= List of heads of state of Paraguay =

This article contains a list of heads of state of Paraguay since its independence in 1811 to the present day.

==Background==
After Paraguay proclaimed independence from the Viceroyalty of the Río de la Plata, its first effective head of state was utopist José Gaspar Rodríguez de Francia.

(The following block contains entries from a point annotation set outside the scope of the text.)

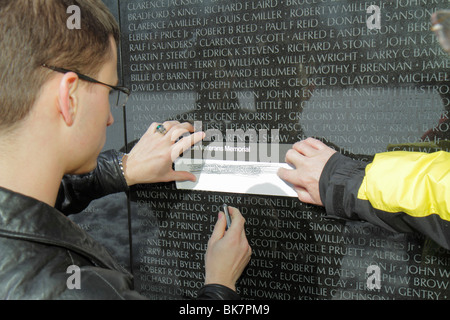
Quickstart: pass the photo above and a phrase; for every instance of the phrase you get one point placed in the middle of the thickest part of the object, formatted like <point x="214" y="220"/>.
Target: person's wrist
<point x="122" y="159"/>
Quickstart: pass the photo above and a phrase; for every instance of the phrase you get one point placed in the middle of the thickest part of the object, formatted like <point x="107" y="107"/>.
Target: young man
<point x="399" y="191"/>
<point x="53" y="125"/>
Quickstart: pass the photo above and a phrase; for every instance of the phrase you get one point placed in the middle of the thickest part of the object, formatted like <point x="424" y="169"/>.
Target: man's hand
<point x="151" y="159"/>
<point x="228" y="251"/>
<point x="309" y="158"/>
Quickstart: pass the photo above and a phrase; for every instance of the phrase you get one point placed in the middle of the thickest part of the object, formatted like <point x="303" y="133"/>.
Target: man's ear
<point x="68" y="102"/>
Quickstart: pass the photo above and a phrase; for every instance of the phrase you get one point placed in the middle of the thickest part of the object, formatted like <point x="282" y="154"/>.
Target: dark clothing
<point x="38" y="244"/>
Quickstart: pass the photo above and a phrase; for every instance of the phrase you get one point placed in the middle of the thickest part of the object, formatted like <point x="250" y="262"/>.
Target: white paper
<point x="235" y="177"/>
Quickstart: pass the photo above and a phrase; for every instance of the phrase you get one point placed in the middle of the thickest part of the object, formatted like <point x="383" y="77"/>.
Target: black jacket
<point x="339" y="186"/>
<point x="38" y="244"/>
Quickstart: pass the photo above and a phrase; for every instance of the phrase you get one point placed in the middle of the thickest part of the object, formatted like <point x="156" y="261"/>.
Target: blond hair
<point x="33" y="33"/>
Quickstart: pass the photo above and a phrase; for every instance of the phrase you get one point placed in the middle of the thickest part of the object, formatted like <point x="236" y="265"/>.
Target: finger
<point x="294" y="158"/>
<point x="185" y="144"/>
<point x="287" y="175"/>
<point x="152" y="128"/>
<point x="172" y="125"/>
<point x="219" y="229"/>
<point x="183" y="176"/>
<point x="305" y="148"/>
<point x="237" y="221"/>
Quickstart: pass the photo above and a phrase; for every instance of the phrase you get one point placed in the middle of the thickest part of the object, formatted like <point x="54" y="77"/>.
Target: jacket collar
<point x="25" y="218"/>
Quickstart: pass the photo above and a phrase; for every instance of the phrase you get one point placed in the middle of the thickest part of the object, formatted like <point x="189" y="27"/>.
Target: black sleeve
<point x="77" y="191"/>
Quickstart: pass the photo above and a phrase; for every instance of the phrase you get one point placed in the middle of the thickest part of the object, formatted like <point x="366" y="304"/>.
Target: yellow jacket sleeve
<point x="415" y="183"/>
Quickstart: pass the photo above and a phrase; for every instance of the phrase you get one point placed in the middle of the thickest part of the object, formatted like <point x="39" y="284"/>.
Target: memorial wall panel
<point x="363" y="82"/>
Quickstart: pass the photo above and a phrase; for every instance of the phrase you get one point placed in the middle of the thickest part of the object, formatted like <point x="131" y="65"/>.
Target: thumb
<point x="183" y="176"/>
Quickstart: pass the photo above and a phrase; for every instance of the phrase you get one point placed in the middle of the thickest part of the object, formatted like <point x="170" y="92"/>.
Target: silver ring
<point x="161" y="129"/>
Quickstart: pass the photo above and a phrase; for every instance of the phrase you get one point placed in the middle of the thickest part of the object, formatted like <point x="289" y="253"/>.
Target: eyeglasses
<point x="118" y="96"/>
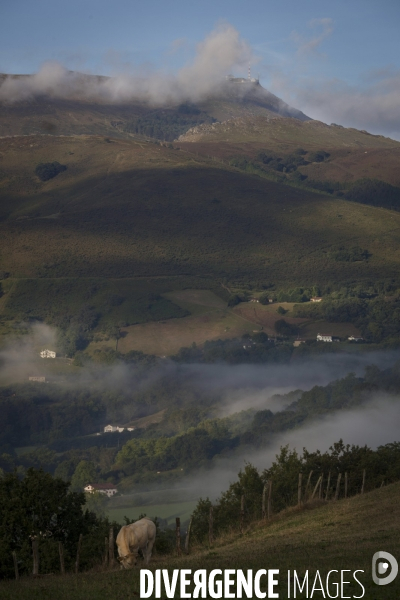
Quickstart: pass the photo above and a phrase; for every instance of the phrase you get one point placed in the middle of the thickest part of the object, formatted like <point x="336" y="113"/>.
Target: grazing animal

He ruled the country from 1814 until his death in 1840, ensuring very little outside contact or influence.

Since the establishment of the office of President of the Republic in 1844, during the family dictatorship of the López family (1841–1870), Paraguay had 51 presidents. Between the end of the Paraguayan War in 1870 and the 1954 coup d'état, the country had 44 presidents; 24 of them were forcefully removed from power. Eventually, Army General Alfredo Stroessner, supported by the Armed Forces and the right-wing Colorado Party, seized power in the 1954 coup d'état. Relying on the military and the party as the "twin pillars" of his rule, and ruling in the single-party system until 1962, Stroessner was elected for eight consecutive terms before being ousted in the 1989 coup d'état. His 35-year-long rule was one of the longest in history by a non-royal leader.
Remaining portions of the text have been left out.